A recent report from the German specialized magazine Oekotest revealed that two-thirds of the clothing products tested on the Chinese e-commerce platform Shein did not pass the tests, with some found to contain harmful chemicals. For example, a baby girl’s outfit was found to contain antimony, while a pair of sandals were found to contain lead and cadmium.
According to a report by Deutsche Welle on August 3rd, Oekotest’s findings showed that out of 21 items inspected, covering clothing for different genders and age groups (women, men, teenagers, and infants), including one pair of shoes for each age group. The products tested included baby shoes, teenage skirts, and adult faux leather jackets.
The testing results revealed that only one-third of Shein products were rated as “pass,” while the remaining two-thirds were either rated as “fail” or “unsatisfactory.” Some of the polyester fiber products felt too cheaply made, deterring people from wanting to try them on voluntarily.
Oekotest’s report also indicated that some of the products tested in this round contained harmful chemicals such as antimony, dimethylformamide, lead, cadmium, and phthalates.
For instance, a baby girl’s onesie with a unicorn pattern was found to contain toxic antimony, the residue of which can be absorbed through sweat into the skin and eventually enter the bloodstream. A pair of sandals were found to contain lead and cadmium; long-term high-dose intake of cadmium may lead to kidney and skeletal damage. Both of these heavy metals can accumulate in the body, posing potential health risks.
It was reported that Friedrich Merz, the leader of the opposition party CDU in Germany, called for regulation of Chinese e-commerce platforms like Shein and Temu in June. He mentioned that an estimated 200,000 packages are shipped from China to Germany daily without any product inspections or tariffs imposed.
Shein, headquartered in Singapore, has approximately 108 million monthly active users in the 27 EU countries, with its clothing products manufactured by around 5,000 Chinese factories.
Over the years, Shein has been embroiled in scandals related to plagiarism, accusations of using illegal labor, and cotton produced with forced labor in Xinjiang, leading to boycotts by human rights organizations.
According to a Reuters report on June 19, documents from the United States revealed that Shein faced over 90 lawsuits alleging copyright infringement of others’ designs or products.
On June 28, the European Commission issued formal information requests to Shein and Temu under the Digital Services Act (DSA), both Chinese companies classified as Very Large Online Platforms (VLOP) in the EU, demanding more information on the measures they have taken to comply with the obligations of the DSA.
In a statement, the European Commission indicated that this enforcement action was based on complaints submitted by consumer organizations. Shein and Temu were required to provide the necessary information by July 12, 2024.
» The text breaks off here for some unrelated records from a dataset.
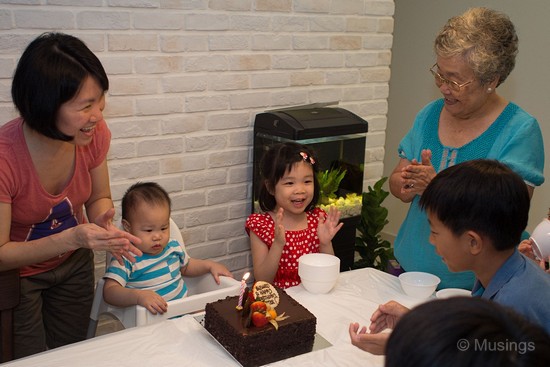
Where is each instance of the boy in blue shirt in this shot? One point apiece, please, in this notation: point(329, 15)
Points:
point(477, 211)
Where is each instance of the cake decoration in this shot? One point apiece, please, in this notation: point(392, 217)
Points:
point(263, 291)
point(294, 335)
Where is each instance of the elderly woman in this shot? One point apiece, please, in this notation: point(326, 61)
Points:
point(475, 52)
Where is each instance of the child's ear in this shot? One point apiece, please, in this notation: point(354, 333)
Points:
point(126, 225)
point(269, 189)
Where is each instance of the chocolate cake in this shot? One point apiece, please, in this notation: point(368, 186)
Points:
point(255, 346)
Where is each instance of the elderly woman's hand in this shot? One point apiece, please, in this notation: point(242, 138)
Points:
point(417, 175)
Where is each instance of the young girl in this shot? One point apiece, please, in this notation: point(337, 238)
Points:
point(291, 225)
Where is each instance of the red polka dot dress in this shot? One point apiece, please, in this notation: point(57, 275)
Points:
point(298, 243)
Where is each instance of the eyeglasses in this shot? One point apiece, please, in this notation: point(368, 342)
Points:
point(439, 80)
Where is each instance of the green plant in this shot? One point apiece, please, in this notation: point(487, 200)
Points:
point(374, 251)
point(329, 181)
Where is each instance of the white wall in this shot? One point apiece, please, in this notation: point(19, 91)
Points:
point(412, 86)
point(188, 77)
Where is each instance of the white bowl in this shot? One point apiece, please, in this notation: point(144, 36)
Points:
point(453, 292)
point(318, 272)
point(418, 284)
point(541, 239)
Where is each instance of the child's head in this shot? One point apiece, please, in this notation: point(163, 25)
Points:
point(146, 214)
point(296, 165)
point(483, 196)
point(466, 331)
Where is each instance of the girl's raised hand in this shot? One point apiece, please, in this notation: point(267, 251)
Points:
point(328, 226)
point(279, 236)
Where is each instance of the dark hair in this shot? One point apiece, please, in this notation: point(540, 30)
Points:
point(466, 331)
point(148, 192)
point(50, 72)
point(481, 195)
point(276, 161)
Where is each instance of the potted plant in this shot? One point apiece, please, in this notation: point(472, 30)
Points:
point(374, 251)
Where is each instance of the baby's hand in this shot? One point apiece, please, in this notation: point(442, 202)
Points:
point(152, 302)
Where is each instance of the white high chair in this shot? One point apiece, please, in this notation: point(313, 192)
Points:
point(200, 291)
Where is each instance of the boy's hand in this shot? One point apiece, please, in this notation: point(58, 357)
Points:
point(526, 248)
point(152, 302)
point(386, 316)
point(372, 343)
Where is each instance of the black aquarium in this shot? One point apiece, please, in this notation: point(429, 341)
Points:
point(338, 138)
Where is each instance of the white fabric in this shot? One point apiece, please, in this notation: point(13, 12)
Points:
point(184, 341)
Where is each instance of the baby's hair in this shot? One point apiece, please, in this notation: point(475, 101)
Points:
point(276, 161)
point(148, 192)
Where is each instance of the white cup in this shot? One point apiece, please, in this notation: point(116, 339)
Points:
point(541, 239)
According to the EU’s Digital Services Act, companies with over 45 million users will be designated as Very Large Online Platforms, necessitating stricter measures to combat illegal or harmful content on their platforms, including counterfeits.
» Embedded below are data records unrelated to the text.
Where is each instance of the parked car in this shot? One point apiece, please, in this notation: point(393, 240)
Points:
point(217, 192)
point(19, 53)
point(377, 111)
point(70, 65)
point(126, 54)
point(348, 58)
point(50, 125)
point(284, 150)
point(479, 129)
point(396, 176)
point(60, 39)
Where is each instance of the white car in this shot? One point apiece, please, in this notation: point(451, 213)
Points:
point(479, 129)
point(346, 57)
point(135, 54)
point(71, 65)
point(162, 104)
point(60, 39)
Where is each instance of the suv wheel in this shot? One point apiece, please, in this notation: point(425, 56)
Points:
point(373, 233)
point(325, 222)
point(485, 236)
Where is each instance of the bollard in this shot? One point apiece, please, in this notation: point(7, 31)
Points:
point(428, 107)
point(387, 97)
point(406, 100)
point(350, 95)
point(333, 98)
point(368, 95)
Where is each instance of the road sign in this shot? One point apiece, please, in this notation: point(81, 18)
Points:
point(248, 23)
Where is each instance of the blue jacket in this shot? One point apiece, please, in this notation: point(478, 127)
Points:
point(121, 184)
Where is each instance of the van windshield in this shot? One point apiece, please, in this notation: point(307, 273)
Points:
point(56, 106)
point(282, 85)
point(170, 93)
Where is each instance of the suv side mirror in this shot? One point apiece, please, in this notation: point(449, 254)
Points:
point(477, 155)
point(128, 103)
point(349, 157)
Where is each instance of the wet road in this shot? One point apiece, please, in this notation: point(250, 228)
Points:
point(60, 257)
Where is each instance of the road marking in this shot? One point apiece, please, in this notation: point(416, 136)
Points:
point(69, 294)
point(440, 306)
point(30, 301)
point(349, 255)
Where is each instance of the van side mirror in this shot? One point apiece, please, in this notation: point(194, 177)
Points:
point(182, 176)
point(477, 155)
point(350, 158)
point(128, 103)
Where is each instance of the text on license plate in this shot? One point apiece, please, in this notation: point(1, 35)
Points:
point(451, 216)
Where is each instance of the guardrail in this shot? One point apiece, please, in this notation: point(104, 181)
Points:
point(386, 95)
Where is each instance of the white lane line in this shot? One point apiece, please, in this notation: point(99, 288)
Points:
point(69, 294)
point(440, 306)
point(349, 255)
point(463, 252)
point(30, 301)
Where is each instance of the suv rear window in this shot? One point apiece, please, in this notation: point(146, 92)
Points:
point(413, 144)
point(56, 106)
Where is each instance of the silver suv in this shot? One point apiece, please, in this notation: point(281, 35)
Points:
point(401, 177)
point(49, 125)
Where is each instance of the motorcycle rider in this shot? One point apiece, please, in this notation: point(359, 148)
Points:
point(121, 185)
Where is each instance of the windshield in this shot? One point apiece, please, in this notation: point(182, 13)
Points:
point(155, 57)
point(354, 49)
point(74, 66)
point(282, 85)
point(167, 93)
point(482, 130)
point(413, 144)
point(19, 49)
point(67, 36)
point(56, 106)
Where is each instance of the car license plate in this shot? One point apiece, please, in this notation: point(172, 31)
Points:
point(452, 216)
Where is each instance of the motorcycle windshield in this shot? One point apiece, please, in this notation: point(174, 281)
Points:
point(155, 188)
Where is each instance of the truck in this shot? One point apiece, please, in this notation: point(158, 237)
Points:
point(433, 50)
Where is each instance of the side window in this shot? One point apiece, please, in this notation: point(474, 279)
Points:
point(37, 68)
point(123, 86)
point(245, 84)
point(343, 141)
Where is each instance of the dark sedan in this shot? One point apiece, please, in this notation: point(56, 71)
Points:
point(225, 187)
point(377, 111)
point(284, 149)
Therefore, both companies are obliged to comply with the more stringent safety regulations stipulated in the DSA and take additional measures to address illegal and harmful content on their platforms.
The European Commission is interested in understanding how Shein and Temu adhere to the regulations regarding online interfaces to prevent “dark patterns,” deceptive practices that mislead users into unnecessary purchases or selecting certain settings unknowingly.
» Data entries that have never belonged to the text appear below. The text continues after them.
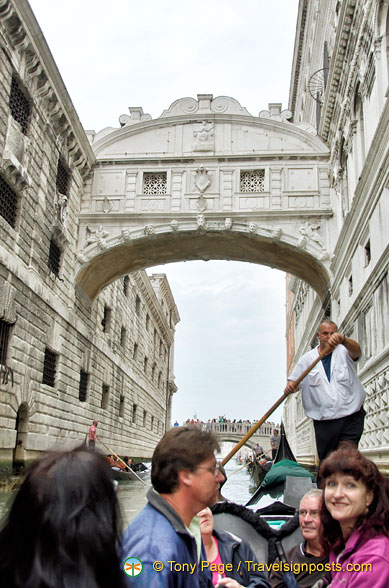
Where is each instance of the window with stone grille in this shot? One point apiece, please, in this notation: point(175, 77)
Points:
point(154, 183)
point(63, 178)
point(4, 337)
point(8, 203)
point(252, 181)
point(19, 105)
point(83, 387)
point(105, 397)
point(49, 367)
point(54, 260)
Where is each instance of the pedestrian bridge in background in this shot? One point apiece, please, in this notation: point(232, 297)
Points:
point(234, 432)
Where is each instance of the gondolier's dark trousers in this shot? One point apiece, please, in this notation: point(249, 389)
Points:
point(330, 433)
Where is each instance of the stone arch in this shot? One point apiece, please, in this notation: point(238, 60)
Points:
point(21, 426)
point(293, 254)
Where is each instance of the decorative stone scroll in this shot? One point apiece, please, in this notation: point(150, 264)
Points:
point(99, 237)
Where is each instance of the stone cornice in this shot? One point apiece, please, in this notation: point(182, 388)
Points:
point(44, 81)
point(374, 175)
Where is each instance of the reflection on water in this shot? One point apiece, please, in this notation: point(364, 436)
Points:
point(132, 493)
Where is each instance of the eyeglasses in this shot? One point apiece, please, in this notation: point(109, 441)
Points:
point(312, 513)
point(215, 470)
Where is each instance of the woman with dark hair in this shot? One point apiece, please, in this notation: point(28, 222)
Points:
point(355, 517)
point(62, 527)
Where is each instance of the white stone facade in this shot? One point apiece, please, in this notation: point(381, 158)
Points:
point(340, 84)
point(65, 359)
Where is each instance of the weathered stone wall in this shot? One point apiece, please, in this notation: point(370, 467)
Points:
point(354, 122)
point(41, 309)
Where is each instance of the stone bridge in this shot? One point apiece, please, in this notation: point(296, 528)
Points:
point(206, 180)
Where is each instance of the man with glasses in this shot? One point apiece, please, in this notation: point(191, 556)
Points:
point(165, 536)
point(310, 552)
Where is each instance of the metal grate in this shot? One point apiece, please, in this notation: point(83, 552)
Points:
point(105, 323)
point(8, 203)
point(4, 336)
point(83, 388)
point(126, 281)
point(54, 260)
point(62, 180)
point(252, 181)
point(19, 105)
point(49, 368)
point(155, 183)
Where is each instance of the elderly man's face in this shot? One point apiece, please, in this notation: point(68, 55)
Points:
point(310, 523)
Following significant resistance during its initial public offering (IPO) in the United States, Shein faced scrutiny over its London listing plan from senior UK politicians and civil rights organizations, prompting calls for an examination.
On June 27, a court in London ruled that UK authorities must reconsider an investigation into the import of cotton allegedly produced by forced labor in Xinjiang, following a successful appeal by a Uyghur rights organization. Amidst these developments, the Chinese fast-fashion giant Shein, preparing for its first public listing in the UK, encountered obstacles due to issues like forced labor.